Он брезгливо ведёт носом и не видит, что эти самые предметы Соя сейчас пытается спрятать за спиной.
Мы стали прощаться — долго, многословно, говорил по большей части, конечно же, пан Болеслев, а мы могли себе позволить только писки на три голоса, словно выводок застигнутых наводнением мышат.
— Расстроился что ли? — изучая мою физиономию, спросил Вилле. Мы заглянули на чердак, чтобы вернуть в коробку зонтик и кепку, а потом спустились обычным путём вниз, на улицу. Там, где мог стоять велосипед пана Художника, у истёртых ступеней, похожих по форме на слежавшиеся подушки разных размеров, была прикована цепью, как будто старая хромая дворняжка, детская коляска с тентом.
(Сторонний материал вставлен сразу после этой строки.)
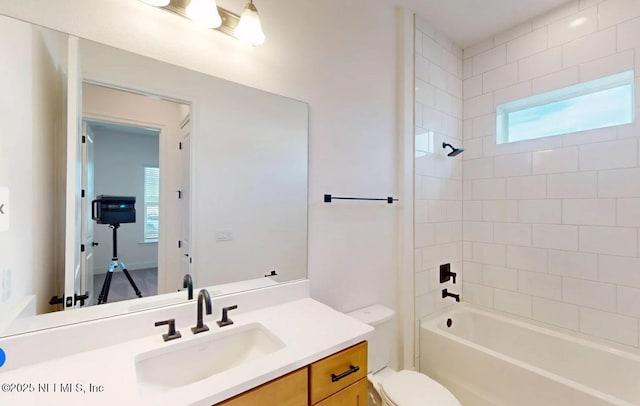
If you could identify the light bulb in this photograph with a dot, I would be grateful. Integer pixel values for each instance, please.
(204, 12)
(157, 3)
(249, 28)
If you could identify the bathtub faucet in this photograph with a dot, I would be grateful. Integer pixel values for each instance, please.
(453, 295)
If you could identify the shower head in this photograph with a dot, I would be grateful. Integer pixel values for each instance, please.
(454, 151)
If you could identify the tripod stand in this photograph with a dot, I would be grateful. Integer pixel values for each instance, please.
(115, 263)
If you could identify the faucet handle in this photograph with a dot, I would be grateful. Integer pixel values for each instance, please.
(225, 316)
(172, 334)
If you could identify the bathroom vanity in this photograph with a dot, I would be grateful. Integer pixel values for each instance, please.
(283, 348)
(338, 379)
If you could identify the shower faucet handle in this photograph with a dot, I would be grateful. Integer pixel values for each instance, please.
(446, 294)
(446, 274)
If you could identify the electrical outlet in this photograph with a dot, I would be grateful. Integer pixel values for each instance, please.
(225, 234)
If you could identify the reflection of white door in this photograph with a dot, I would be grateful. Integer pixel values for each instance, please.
(86, 268)
(185, 197)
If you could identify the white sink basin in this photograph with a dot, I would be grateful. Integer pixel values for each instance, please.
(183, 362)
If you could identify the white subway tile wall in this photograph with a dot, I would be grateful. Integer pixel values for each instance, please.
(438, 178)
(551, 227)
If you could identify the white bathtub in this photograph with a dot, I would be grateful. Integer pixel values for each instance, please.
(490, 359)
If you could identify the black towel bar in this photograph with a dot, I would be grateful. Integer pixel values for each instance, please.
(329, 198)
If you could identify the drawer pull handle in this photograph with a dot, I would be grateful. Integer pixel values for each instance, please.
(352, 370)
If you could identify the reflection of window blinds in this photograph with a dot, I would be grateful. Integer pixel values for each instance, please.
(151, 203)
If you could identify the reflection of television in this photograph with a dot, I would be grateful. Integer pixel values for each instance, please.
(114, 210)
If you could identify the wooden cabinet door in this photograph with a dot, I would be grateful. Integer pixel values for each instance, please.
(289, 390)
(335, 372)
(354, 395)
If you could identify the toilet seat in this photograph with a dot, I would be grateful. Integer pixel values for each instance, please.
(410, 388)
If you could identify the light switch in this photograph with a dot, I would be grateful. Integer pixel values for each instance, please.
(225, 234)
(4, 208)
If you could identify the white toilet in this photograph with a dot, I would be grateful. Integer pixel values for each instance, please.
(403, 388)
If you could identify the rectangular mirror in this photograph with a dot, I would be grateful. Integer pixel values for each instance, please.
(218, 172)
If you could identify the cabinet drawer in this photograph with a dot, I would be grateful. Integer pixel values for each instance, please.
(354, 395)
(289, 390)
(337, 371)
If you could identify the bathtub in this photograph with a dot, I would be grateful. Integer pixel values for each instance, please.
(486, 359)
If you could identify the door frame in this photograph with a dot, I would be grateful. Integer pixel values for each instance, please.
(163, 253)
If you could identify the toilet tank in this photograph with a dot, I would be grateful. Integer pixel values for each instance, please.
(382, 340)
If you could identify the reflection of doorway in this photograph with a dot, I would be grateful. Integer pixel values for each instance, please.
(159, 212)
(126, 163)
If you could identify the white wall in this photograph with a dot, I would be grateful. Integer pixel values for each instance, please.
(551, 225)
(29, 110)
(16, 103)
(47, 115)
(438, 178)
(340, 59)
(120, 159)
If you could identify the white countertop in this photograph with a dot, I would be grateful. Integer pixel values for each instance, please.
(309, 329)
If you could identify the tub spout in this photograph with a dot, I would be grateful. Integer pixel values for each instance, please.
(445, 293)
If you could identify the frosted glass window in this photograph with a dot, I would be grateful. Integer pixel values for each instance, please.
(604, 102)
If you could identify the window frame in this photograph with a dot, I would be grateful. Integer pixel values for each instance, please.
(581, 89)
(146, 236)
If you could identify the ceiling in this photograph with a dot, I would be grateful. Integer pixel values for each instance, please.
(467, 22)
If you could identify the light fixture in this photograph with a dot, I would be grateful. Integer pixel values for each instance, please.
(204, 12)
(249, 28)
(157, 3)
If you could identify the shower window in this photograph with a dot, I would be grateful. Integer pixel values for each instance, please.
(599, 103)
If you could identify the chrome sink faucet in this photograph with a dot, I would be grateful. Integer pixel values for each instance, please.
(203, 296)
(187, 282)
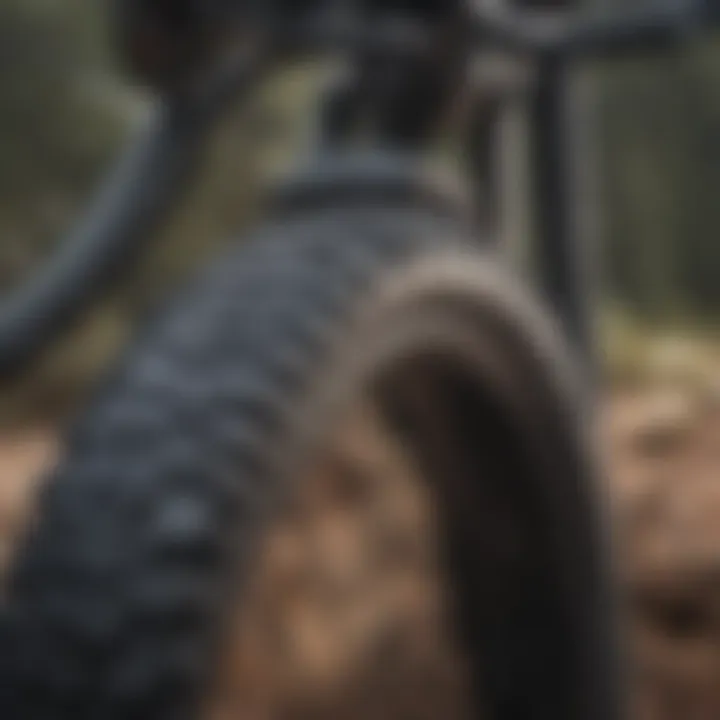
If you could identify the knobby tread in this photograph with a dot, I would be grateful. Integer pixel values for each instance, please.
(111, 607)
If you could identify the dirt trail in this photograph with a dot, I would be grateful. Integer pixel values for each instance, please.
(663, 455)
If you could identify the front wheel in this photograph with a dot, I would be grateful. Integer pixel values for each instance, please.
(344, 478)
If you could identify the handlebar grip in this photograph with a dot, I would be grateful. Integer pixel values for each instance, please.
(165, 43)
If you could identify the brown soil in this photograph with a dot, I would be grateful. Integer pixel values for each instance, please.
(663, 451)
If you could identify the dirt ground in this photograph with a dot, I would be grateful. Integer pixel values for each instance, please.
(663, 454)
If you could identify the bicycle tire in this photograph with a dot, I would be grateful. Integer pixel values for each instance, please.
(146, 532)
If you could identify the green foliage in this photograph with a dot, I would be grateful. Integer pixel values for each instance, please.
(64, 112)
(662, 177)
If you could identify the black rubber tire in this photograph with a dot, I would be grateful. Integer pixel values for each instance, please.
(115, 601)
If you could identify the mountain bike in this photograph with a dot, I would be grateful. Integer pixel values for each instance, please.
(347, 473)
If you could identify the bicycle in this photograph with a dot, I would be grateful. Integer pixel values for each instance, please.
(347, 474)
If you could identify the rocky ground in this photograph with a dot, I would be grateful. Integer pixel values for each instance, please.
(663, 453)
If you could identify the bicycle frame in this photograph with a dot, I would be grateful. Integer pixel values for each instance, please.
(153, 172)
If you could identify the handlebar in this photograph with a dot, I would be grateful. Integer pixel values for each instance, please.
(153, 172)
(150, 175)
(637, 31)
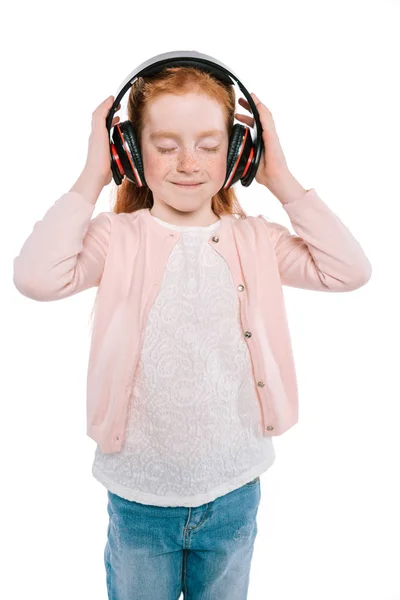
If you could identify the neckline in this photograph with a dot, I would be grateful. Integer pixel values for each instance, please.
(158, 227)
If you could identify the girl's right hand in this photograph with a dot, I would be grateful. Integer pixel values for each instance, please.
(98, 160)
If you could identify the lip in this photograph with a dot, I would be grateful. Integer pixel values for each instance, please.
(188, 184)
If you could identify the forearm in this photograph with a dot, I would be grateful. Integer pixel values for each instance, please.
(286, 188)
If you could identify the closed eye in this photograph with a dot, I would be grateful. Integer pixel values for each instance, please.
(165, 150)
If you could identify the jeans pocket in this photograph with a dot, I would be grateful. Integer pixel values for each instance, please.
(253, 482)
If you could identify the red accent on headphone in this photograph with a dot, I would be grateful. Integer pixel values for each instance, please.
(117, 160)
(129, 156)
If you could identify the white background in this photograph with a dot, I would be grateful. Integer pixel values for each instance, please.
(328, 524)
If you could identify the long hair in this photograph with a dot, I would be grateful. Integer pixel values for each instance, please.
(129, 198)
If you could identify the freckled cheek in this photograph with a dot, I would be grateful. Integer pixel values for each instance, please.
(157, 166)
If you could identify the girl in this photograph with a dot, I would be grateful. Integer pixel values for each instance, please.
(190, 369)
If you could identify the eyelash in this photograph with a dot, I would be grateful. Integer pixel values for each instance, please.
(165, 151)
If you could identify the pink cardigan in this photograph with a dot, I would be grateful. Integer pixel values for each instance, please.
(125, 256)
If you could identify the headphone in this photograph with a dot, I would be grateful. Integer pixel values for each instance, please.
(243, 153)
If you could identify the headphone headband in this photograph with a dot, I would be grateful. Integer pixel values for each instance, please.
(158, 63)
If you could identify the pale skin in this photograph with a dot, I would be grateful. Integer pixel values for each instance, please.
(188, 157)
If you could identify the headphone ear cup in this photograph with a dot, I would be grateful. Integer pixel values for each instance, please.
(240, 154)
(126, 157)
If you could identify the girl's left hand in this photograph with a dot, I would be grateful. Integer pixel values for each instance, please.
(272, 165)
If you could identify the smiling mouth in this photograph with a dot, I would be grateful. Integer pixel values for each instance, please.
(188, 184)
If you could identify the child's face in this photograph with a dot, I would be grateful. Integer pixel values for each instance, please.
(188, 157)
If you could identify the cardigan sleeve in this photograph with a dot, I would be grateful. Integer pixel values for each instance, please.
(322, 255)
(65, 252)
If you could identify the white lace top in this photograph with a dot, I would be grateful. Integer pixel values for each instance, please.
(194, 425)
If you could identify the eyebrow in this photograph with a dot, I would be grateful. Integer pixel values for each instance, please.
(171, 134)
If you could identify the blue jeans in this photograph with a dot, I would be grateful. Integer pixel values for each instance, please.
(158, 552)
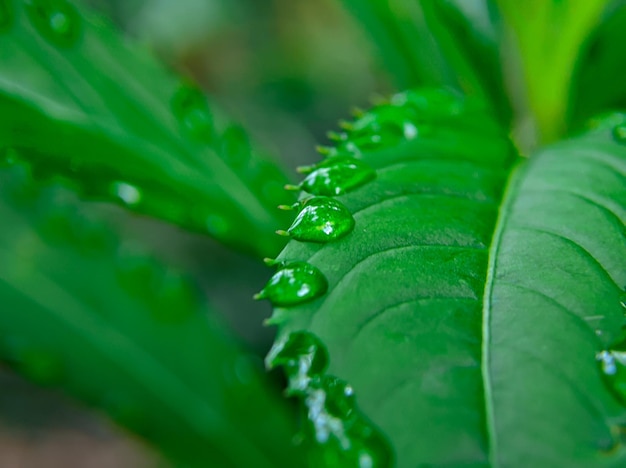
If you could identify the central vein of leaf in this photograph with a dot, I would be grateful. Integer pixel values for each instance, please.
(486, 328)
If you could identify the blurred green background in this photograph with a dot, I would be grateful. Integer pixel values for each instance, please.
(287, 70)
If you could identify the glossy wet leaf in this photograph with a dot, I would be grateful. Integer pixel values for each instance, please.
(87, 106)
(468, 306)
(120, 332)
(549, 35)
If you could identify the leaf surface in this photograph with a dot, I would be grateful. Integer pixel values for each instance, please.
(120, 332)
(468, 306)
(88, 106)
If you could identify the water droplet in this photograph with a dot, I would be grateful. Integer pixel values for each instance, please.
(192, 111)
(619, 133)
(39, 365)
(322, 219)
(129, 194)
(6, 14)
(303, 357)
(337, 176)
(56, 20)
(294, 284)
(340, 401)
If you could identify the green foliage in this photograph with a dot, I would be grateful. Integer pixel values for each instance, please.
(118, 330)
(442, 301)
(99, 112)
(468, 305)
(549, 35)
(430, 42)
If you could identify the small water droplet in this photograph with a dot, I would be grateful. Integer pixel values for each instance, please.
(340, 401)
(322, 219)
(56, 20)
(192, 111)
(129, 194)
(6, 14)
(619, 133)
(303, 356)
(607, 361)
(337, 176)
(294, 284)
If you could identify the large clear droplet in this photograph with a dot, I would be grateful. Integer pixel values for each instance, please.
(294, 284)
(322, 219)
(6, 14)
(192, 112)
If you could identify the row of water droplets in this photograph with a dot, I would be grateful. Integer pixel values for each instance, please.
(335, 422)
(612, 360)
(168, 297)
(59, 22)
(323, 219)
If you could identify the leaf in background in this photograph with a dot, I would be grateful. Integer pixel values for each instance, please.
(595, 88)
(86, 105)
(126, 335)
(549, 35)
(438, 43)
(467, 306)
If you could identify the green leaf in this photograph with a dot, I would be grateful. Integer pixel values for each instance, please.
(467, 307)
(89, 107)
(124, 334)
(594, 87)
(438, 43)
(549, 35)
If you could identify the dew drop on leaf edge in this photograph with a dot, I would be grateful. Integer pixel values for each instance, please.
(338, 176)
(294, 284)
(57, 21)
(322, 219)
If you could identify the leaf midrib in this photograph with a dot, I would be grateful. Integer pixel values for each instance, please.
(503, 212)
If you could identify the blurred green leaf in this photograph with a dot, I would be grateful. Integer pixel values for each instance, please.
(103, 113)
(127, 335)
(549, 35)
(597, 86)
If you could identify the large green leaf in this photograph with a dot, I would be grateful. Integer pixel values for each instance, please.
(124, 334)
(88, 106)
(549, 35)
(467, 303)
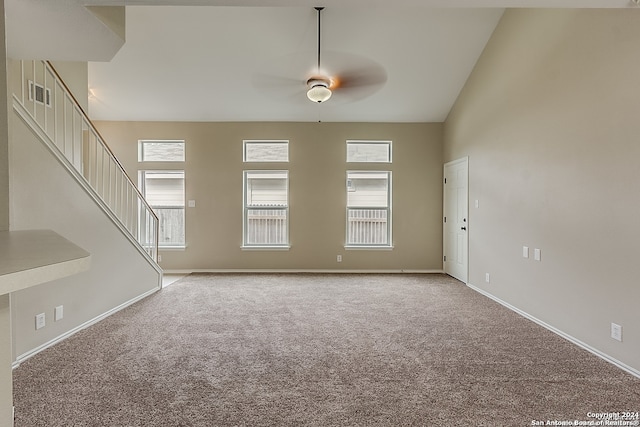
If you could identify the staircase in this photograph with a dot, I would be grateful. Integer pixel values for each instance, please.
(47, 106)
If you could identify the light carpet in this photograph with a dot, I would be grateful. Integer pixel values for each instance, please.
(316, 350)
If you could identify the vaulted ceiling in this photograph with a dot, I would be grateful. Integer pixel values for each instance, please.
(249, 60)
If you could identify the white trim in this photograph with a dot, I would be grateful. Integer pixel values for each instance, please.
(23, 357)
(265, 248)
(368, 248)
(560, 333)
(461, 160)
(294, 271)
(79, 178)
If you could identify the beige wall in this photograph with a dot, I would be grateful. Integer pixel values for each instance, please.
(317, 193)
(44, 195)
(76, 77)
(549, 120)
(4, 128)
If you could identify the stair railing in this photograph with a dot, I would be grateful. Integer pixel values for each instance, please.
(47, 105)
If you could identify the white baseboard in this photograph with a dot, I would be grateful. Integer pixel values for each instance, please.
(31, 353)
(562, 334)
(311, 271)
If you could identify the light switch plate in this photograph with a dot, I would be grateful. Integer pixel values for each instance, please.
(536, 254)
(58, 313)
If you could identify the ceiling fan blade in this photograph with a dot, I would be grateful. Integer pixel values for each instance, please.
(355, 76)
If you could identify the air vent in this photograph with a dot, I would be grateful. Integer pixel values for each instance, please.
(39, 94)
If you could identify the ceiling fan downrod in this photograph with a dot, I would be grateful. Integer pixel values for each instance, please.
(319, 90)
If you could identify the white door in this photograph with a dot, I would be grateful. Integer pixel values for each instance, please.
(456, 214)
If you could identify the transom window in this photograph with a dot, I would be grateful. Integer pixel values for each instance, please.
(369, 151)
(266, 151)
(266, 209)
(160, 151)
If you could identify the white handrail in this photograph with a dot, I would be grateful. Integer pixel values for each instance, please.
(51, 106)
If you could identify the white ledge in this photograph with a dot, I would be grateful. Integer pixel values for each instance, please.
(32, 257)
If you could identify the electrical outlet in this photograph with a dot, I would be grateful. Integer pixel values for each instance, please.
(40, 321)
(536, 254)
(58, 313)
(616, 332)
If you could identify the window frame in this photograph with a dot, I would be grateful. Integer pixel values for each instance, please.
(246, 208)
(248, 142)
(389, 209)
(388, 143)
(142, 142)
(142, 176)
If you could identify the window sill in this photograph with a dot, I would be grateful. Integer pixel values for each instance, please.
(368, 248)
(265, 248)
(172, 248)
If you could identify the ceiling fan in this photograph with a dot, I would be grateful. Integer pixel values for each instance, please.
(341, 76)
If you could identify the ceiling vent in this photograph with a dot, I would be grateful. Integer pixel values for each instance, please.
(39, 94)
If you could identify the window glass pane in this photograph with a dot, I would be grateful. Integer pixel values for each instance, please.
(266, 151)
(164, 189)
(367, 189)
(266, 188)
(161, 151)
(369, 152)
(367, 227)
(266, 208)
(266, 227)
(171, 226)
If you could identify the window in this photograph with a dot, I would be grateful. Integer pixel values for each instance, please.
(369, 151)
(160, 151)
(266, 151)
(266, 208)
(164, 191)
(368, 208)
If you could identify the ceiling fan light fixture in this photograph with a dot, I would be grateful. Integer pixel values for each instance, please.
(318, 90)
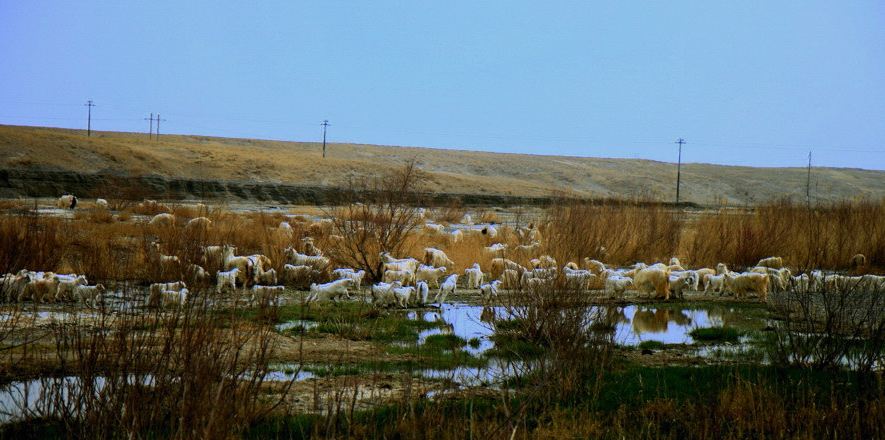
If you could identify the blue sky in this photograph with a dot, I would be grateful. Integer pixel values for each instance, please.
(755, 83)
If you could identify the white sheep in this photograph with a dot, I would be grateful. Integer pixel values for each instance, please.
(347, 272)
(266, 295)
(403, 276)
(227, 280)
(329, 291)
(421, 293)
(66, 284)
(175, 297)
(680, 282)
(474, 276)
(430, 274)
(402, 295)
(616, 285)
(267, 277)
(296, 274)
(244, 264)
(715, 283)
(448, 286)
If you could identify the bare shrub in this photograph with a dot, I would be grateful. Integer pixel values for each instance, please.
(375, 215)
(619, 232)
(831, 329)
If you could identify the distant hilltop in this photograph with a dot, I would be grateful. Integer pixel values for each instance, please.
(448, 171)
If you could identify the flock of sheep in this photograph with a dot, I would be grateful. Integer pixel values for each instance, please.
(407, 281)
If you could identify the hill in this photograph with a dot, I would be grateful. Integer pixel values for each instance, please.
(455, 171)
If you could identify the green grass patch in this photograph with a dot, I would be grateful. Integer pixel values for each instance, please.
(652, 345)
(716, 334)
(444, 342)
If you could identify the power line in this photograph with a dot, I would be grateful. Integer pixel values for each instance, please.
(89, 106)
(150, 125)
(679, 141)
(158, 125)
(324, 124)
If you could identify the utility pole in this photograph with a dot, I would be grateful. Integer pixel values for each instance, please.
(808, 183)
(151, 126)
(324, 124)
(158, 125)
(89, 106)
(679, 141)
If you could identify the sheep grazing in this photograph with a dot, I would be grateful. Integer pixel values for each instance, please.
(679, 283)
(357, 277)
(448, 286)
(67, 201)
(714, 283)
(244, 264)
(402, 294)
(268, 277)
(89, 295)
(176, 298)
(651, 280)
(748, 282)
(436, 258)
(197, 273)
(298, 275)
(403, 276)
(226, 281)
(579, 279)
(489, 290)
(40, 287)
(474, 276)
(511, 279)
(772, 262)
(430, 274)
(265, 295)
(422, 290)
(66, 284)
(616, 285)
(162, 219)
(197, 224)
(702, 274)
(406, 264)
(329, 291)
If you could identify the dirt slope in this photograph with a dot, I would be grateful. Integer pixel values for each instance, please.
(200, 157)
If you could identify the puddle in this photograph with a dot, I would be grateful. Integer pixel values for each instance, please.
(465, 321)
(53, 396)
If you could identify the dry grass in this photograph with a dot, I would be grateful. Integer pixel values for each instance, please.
(451, 171)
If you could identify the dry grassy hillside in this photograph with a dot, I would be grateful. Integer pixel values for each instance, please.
(449, 170)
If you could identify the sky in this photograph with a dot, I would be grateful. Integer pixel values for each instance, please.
(756, 83)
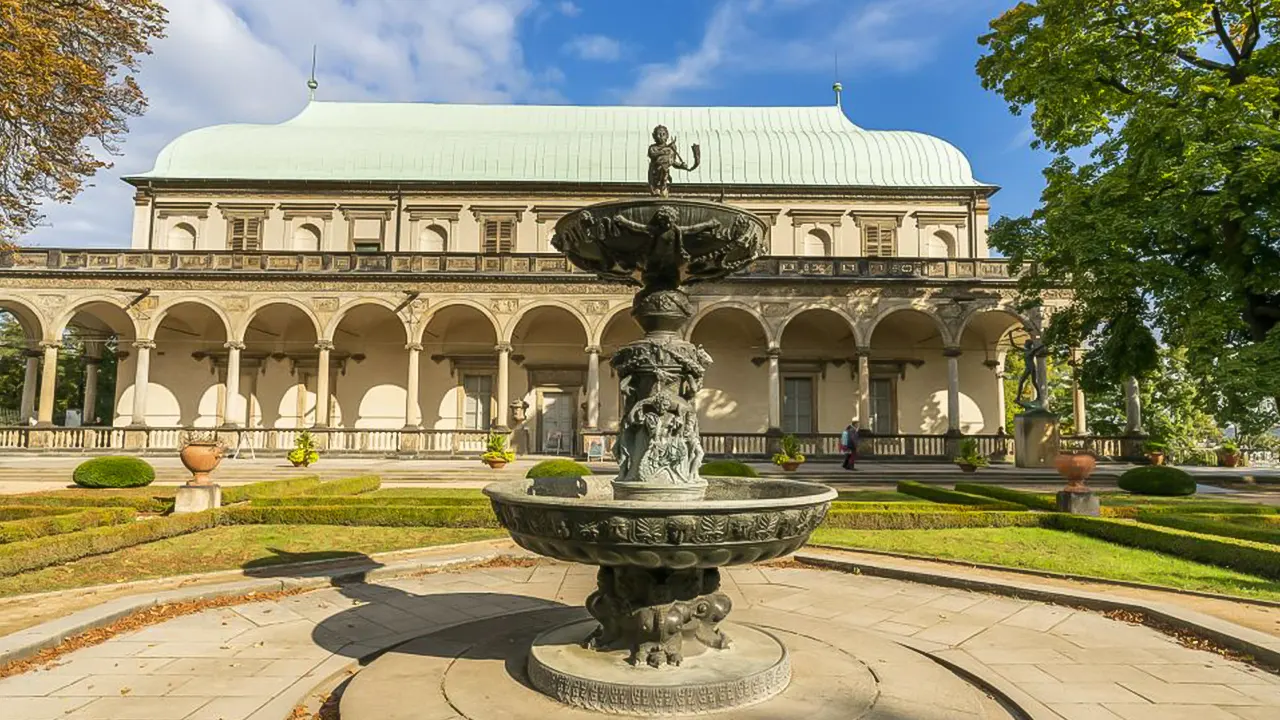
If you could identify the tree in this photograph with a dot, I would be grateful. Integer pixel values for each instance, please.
(1162, 201)
(65, 77)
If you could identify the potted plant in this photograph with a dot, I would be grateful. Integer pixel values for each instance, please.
(1155, 451)
(1229, 455)
(789, 455)
(304, 452)
(968, 458)
(201, 452)
(496, 452)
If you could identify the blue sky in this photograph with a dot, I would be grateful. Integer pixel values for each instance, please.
(905, 64)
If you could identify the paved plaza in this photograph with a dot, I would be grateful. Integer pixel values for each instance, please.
(259, 660)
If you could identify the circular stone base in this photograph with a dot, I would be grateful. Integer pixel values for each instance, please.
(754, 669)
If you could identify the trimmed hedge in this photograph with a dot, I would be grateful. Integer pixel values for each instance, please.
(114, 472)
(926, 520)
(401, 515)
(71, 502)
(23, 511)
(1256, 559)
(316, 501)
(1159, 481)
(270, 488)
(558, 468)
(348, 486)
(727, 469)
(952, 497)
(1025, 499)
(1212, 525)
(54, 550)
(31, 528)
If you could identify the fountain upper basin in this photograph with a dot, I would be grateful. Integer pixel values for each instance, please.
(740, 522)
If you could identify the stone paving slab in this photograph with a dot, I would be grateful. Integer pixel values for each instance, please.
(256, 661)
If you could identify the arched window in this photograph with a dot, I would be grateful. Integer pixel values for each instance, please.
(181, 237)
(434, 238)
(941, 245)
(816, 244)
(306, 237)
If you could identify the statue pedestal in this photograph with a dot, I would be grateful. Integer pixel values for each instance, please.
(1036, 438)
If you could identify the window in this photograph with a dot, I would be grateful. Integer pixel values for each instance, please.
(498, 236)
(476, 402)
(882, 406)
(182, 237)
(878, 238)
(798, 405)
(245, 235)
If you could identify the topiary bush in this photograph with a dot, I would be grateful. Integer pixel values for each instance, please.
(558, 468)
(1157, 479)
(727, 469)
(114, 472)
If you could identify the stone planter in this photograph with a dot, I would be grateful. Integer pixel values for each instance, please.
(201, 459)
(1075, 468)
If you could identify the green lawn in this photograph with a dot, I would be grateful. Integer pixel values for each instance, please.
(1059, 552)
(236, 546)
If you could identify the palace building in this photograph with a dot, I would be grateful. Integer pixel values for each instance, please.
(383, 274)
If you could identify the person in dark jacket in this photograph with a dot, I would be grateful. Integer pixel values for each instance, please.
(849, 445)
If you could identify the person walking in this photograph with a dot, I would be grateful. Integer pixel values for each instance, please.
(849, 445)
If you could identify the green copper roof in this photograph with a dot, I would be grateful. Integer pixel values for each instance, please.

Я помотал головой. Как ни грустно это признавать, но, видно, мой поиск здесь и завершится. Сколько тропок в Европе… чёрт, да в одной только Польше тропок и разных дорог, городов и деревенек больше, чем у меня видимых и невидимых линий на обеих ладонях. Навряд ли мы когда-нибудь с ним увидимся. Уже то, что я встретил квартиру, где он когда-то жил (пусть даже «встретил» — не совсем подходящее слово; скорее, это город посадил меня на ладонь, и отнёс аккуратно на этот чердак, как мы делали когда-то с большими мохнатыми гусеницами, пересаживая их с листка на листок), и людей, что были с ним знакомы, пусть даже ещё до меня знакомы, греет мне сердце. Значит, в мире есть место таким чудесным совпадениям.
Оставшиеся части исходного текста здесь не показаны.